Icelandic poet, novelist and lyricist Sjón is the third writer to contribute. He follows British novelist David Mitchell, who presented a manuscript in 2016, and Canadian author Margaret Atwood, who was the first to submit her unread work in 2015. The authors are sworn to secrecy. All we know about each work is the title: Scribbler Moon (Atwood), From Me Flows What You Call Time (Mitchell). On 2 June, at an intimate ceremony in the forest, Sjón delivered his manuscript and revealed its long title: VII As My Brow Brushes on the Tunics of Angels or the Drop Tower, the Roller Coaster, the Whirling Cups and other Instruments of Worship from the Post-Industrial Age.

‘[Future Library] is, of course, an artwork, but it’s also a model for thinking and working,’ Sjón commented in a recent interview.
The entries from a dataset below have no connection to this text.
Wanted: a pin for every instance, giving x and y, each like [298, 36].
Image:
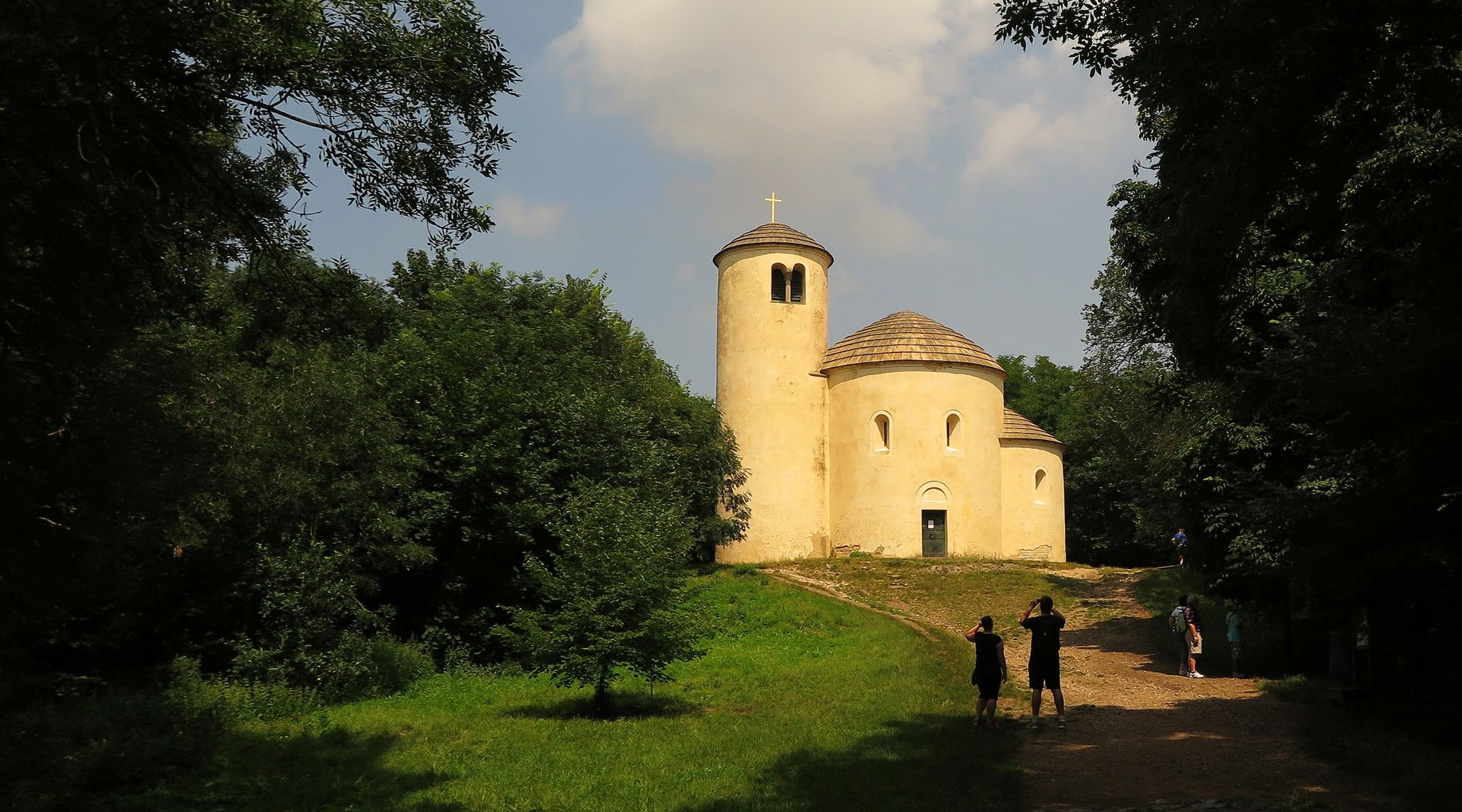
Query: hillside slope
[1132, 719]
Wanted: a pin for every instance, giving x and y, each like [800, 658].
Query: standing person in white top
[1194, 637]
[1178, 623]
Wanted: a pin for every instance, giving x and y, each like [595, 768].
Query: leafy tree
[1040, 392]
[1296, 256]
[514, 389]
[1123, 452]
[129, 184]
[614, 595]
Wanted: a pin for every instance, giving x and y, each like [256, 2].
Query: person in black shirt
[990, 669]
[1045, 663]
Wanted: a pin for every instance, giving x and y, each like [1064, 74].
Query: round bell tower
[771, 339]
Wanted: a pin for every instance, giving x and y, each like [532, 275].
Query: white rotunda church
[890, 441]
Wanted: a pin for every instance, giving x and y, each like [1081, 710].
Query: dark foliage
[1293, 263]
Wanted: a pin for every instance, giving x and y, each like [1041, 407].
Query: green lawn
[802, 703]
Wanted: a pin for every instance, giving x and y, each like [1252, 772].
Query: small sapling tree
[614, 596]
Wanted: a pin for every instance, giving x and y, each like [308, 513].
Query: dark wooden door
[932, 526]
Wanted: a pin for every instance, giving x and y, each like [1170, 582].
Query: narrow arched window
[881, 434]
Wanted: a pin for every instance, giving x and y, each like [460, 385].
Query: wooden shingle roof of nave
[907, 336]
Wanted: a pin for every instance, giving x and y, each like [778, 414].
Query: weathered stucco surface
[879, 497]
[771, 393]
[819, 480]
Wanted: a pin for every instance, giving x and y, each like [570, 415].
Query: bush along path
[1139, 735]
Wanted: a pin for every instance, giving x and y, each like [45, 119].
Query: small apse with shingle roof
[892, 441]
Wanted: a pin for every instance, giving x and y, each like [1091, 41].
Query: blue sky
[948, 173]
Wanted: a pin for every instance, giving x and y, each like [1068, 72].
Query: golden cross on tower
[774, 201]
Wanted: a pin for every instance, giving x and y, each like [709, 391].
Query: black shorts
[1045, 671]
[989, 685]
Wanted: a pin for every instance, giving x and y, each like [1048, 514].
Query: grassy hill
[800, 703]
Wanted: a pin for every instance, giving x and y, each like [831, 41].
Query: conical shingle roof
[772, 235]
[1018, 427]
[907, 336]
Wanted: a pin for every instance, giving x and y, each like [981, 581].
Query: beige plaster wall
[1033, 520]
[771, 393]
[876, 497]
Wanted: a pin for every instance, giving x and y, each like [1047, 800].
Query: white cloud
[1018, 139]
[528, 220]
[825, 102]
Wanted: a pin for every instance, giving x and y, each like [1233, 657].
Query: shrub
[110, 750]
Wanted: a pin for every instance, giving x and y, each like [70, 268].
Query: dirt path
[1129, 714]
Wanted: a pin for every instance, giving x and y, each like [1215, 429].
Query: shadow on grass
[622, 706]
[334, 768]
[929, 761]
The project imagines a different relationship to the future, one that is put into practice in the present through a sustainable model of preparation. This premise could be applied to many areas of our lives, most poignantly, through its ecological connection, to climate change and our responsibility to future generations. The project’s sustainable philosophy is one where we work and create for someone else, not ourselves, so that the act of preparation becomes one of preservation.

The project also enacts an intimate connection to nature: Future Library is, at its heart, an exercise in sustainable forestry. But a forest is not solely valuable as a resource for timber or paper. It’s a place where humans visit, where we walk, think, connect. A place other animals make their home. The cultivation of trees that will grow for 100 years takes pleasure from this process of slow growth. We get to enjoy it in the meantime and to leave something worthwhile behind that will continue to be enjoyed after we have gone. All that is required is careful planning, an ability to keep secrets and no small degree of patience.

The project reminds me of Søren Kierkegaard’s view of life: ‘Life can only be understood backwards; but it must be lived forwards.’ This model of working and thinking recognises the cyclical shape of human and ecological time, and how it rests heavily on our planet’s material resources, and then connects this in a meaningful way to our cultural output as humans. Imagine if every project was given 100 years to evolve in this sustainable way. What would it look like if we could grow each resource in preparation for its future use, rather than push quickly for immediate gratification or profit?

If we could change our relationship to time, we could design our world to the benefit of generations to come and participate in the meaningful process of this slow exercise as artists and cultivators today.

To talk about the future, we first have to imagine there is one – but we also have to live it forward.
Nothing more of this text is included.